Now, you’ve got to be careful because you break your leg if you do what you feel like doing. But the point is just don’t buy it. Don’t buy it. Get down on the floor. Bark like a dog. Illustrate. For freedom, Christ has set you free.

Jean, it’d be neat to talk to her right now. There are no phonies in heaven. There are no facades in heaven. There’s only pure authenticity in heaven — what you see, what you get. So you might as well start now because fronts and fakeness are going away. You’re going to be ashamed of that someday. And we are going to be the freest of all people. You will be what you are, and everybody will like it.

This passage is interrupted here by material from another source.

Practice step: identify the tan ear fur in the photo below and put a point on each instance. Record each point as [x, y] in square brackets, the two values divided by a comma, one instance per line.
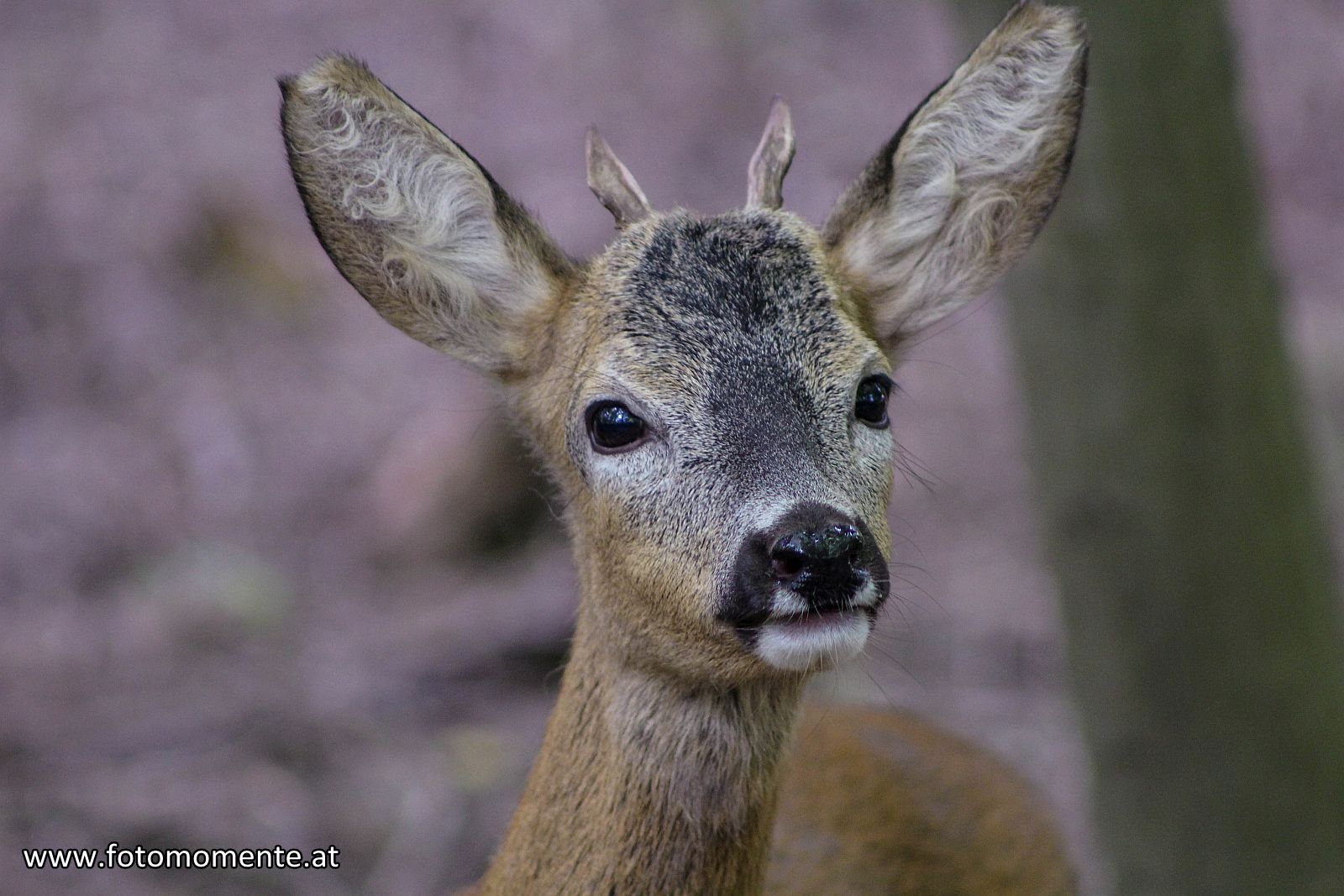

So, let’s not buy into stereotypes of aging as though you can’t — let me read it here — as though you can’t. Psalm 71:22–23: “I will also praise you with the harp for your faithfulness, O my God; I will sing praises to you with the lyre, O Holy One of Israel. My lips will shout for joy, when I sing praises to you.” That’s an old man talking.

Reflections for the Wake

Close like this. I said this at Char’s funeral. We’re losing some wonderful women these days. God has not appointed any of you who know him for wrath. He hasn’t appointed you for wrath. He hadn’t appoint Jean or Bob for wrath but to obtain salvation through our Lord Jesus Christ. So that whether we wake, that’s all of us in this room right now, or sleep, that’s Jean, we might live with him. He didn’t appoint you for wrath. He appointed you for salvation so that whether you’re the living, however long, or the dead, you’re alive to him and he with you. Let’s pray.

You are very great. We’re going to sing that, Lord. You are very great. When I pray that our hearts are just abound with thanksgiving for the life of Jean Hamlett. And I pray that all that you worked in her, you would work in us. And all of her failures and sins would remind us of the preciousness of the blood of Jesus, whom she began her praises with. And so come, take these young people’s lives, us older people’s lives, and make us real for Jesus until all of our pain and all of our weaknesses are gone. In your presence, Jesus’s name. Amen.